From 3D Semantic Search to 3D Object Detection
Summary
Natural language can be used to search reconstructed environments for objects and scenarios[2]. Here, we extend that workflow to recover the full geometry of objects:
The result is a system that converts natural language queries into 3D object instances embedded in a reconstructed scene.
Introduction
In the previous post we showed how natural language queries can be used to localize objects and scenarios inside reconstructed environments. This allowed us to determine whether objects were present, where they appeared, and how many instances existed in the scene. In this article we extend the pipeline to reconstruct object geometry.
Recovering 3D geometry expands the questions we can ask about objects in a scene. Instead of a single point location, we can reason about an object’s size, the volume it occupies, and how it relates to surrounding infrastructure. Once an object’s geometry is reconstructed, we can also augment the scene by automatically removing objects, moving them, or duplicating them.
The key observation is that the semantic search pipeline already provides most of what we need: images that contain the object and an approximate location in space. To recover geometry we extend this pipeline with additional stages that segment the object in each image and combine those silhouettes across views.
In practice, the workflow proceeds as follows. A natural language query retrieves relevant images from the reconstructed scene. A multimodal model then verifies that the object is present in those views and identifies individual object instances. Ray casting estimates the 3D location of each instance. Each image is then segmented to isolate the object, producing a set of silhouettes across camera views. Finally, these silhouettes are combined using multi-view geometry to reconstruct a 3D volume for each detected object.
From Points to 3D Geometry
Once object instances have been identified and their 3D locations established, the next step is to recover their geometry from the available camera views.
We use a prompt-based segmentation model[3] that takes the original natural language query as input to provide a set of masks for each detected object. The projected 3D location is then used to select the most relevant mask from the results, helping to disambiguate between multiple instances.
Given camera poses and object masks, each silhouette defines a volume in space where the object could exist. The scene is discretized into voxels, and each voxel is tested against every mask. Voxels that fall outside the silhouette in the majority of views are discarded. The remaining voxels form the visual hull[1] of the object—a volumetric envelope that captures the object’s spatial extent, orientation, and rough geometry.
The voxel volumes for all unique objects can then be converted into optimized meshes and displayed directly in the 3D viewer.
Conclusion
Natural language queries can localize objects within a reconstructed environment. That capability links language to space, allowing users to search a scene in the same way they would search text. These queries can refer to specific objects such as fire extinguishers, as well as broader scenarios such as safety hazards.

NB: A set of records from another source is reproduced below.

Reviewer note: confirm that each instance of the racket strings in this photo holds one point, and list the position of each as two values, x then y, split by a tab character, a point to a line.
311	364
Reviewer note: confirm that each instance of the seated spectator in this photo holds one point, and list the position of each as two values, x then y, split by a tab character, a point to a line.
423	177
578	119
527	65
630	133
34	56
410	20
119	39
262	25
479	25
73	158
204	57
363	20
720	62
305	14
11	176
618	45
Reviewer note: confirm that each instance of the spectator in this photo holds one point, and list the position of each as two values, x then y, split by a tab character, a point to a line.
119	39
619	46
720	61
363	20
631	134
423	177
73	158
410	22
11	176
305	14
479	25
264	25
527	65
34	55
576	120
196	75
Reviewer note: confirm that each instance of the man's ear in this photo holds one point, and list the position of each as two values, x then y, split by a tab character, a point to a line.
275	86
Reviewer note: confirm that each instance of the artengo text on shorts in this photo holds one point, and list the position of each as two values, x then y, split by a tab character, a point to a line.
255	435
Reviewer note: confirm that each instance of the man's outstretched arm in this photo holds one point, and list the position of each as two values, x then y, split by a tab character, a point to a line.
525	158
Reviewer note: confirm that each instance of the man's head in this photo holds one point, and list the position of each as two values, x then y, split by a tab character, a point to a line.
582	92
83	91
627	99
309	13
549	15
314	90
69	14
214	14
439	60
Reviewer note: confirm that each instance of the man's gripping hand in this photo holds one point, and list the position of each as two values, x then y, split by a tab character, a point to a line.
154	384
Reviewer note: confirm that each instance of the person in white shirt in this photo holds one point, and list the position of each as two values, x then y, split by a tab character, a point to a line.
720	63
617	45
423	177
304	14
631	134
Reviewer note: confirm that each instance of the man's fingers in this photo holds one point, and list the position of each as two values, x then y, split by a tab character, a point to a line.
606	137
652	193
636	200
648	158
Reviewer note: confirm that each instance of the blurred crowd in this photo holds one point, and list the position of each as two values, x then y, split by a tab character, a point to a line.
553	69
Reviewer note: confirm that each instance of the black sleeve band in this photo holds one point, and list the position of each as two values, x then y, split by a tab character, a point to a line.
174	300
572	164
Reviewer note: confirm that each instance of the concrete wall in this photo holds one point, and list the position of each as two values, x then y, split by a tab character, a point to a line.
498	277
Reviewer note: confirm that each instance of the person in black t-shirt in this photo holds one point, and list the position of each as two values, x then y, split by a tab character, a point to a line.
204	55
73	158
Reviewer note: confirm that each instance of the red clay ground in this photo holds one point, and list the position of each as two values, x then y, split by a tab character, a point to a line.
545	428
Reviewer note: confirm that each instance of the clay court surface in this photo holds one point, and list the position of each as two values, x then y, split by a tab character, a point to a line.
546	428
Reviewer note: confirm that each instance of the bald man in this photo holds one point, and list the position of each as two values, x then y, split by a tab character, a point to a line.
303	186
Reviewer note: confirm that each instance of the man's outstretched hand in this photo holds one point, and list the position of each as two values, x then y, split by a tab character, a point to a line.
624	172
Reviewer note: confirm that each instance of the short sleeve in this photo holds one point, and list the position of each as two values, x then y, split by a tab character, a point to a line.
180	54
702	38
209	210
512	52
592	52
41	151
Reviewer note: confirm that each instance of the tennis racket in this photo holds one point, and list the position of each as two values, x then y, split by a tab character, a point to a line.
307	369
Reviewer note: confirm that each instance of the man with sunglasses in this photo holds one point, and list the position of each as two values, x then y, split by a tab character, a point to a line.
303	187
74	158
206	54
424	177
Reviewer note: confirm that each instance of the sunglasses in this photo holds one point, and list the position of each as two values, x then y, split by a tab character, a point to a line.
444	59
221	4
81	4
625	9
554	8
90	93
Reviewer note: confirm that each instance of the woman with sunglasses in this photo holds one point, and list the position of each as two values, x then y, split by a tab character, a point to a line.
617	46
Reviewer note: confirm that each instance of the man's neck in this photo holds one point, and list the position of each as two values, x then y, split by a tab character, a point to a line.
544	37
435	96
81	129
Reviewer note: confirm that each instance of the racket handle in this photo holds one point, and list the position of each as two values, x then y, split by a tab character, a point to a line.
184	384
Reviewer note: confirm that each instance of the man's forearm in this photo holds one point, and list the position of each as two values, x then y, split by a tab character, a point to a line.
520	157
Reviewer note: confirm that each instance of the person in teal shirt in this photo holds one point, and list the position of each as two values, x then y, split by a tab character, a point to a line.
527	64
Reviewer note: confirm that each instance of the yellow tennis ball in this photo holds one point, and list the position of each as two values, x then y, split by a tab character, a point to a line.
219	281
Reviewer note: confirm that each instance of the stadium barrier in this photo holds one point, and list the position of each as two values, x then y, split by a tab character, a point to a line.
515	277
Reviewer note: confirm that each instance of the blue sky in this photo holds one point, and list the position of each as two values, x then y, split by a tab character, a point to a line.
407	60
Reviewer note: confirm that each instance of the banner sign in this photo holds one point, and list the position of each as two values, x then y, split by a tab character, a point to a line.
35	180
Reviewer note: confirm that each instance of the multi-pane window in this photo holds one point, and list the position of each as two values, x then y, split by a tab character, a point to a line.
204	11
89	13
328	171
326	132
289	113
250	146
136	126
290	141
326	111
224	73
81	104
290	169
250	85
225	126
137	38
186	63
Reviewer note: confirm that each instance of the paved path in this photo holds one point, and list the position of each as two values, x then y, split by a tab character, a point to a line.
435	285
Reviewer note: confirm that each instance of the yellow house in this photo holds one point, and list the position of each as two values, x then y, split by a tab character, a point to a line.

In this post we extend that idea from localization to reconstruction. Once an object can be reliably located, its geometry can also be recovered from the same multi-view imagery. This reconstruction describes an object's size, shape, and spatial footprint. The result is a richer representation of the scene. Instead of isolated coordinates, objects become geometric entities that can be measured, analyzed, and manipulated as part of the environment.
Combining semantic search with geometric reconstruction extends our ability to build searchable spatial databases from 3D scans. Instead of manually annotating models, users can query for objects such as fire extinguishers, electrical panels, or safety signage—and the system locates them, verifies them visually, and reconstructs their spatial footprint.
The result is a system that turns raw video into a structured representation of the physical environment—one that can be searched, enhanced, and analyzed.
Citations
[1] Laurentini, Aldo. "The visual hull concept for silhouette-based image understanding." IEEE Transactions on Pattern Analysis and Machine Intelligence 16.2 (1994): 150-162. ↑
[2] Koziol, Conrad and Thomas Charlton. "Searching the Physical World: Bridging 3D Models and LMMs." SpatialView Blog, 20 Jan. 2026, spatialview.io/blog/3d-semantic-search/. ↑
[3] Kirillov, Alexander, et al. "Segment anything." Proceedings of the IEEE/CVF International Conference on Computer Vision (2023): 4015-4026. ↑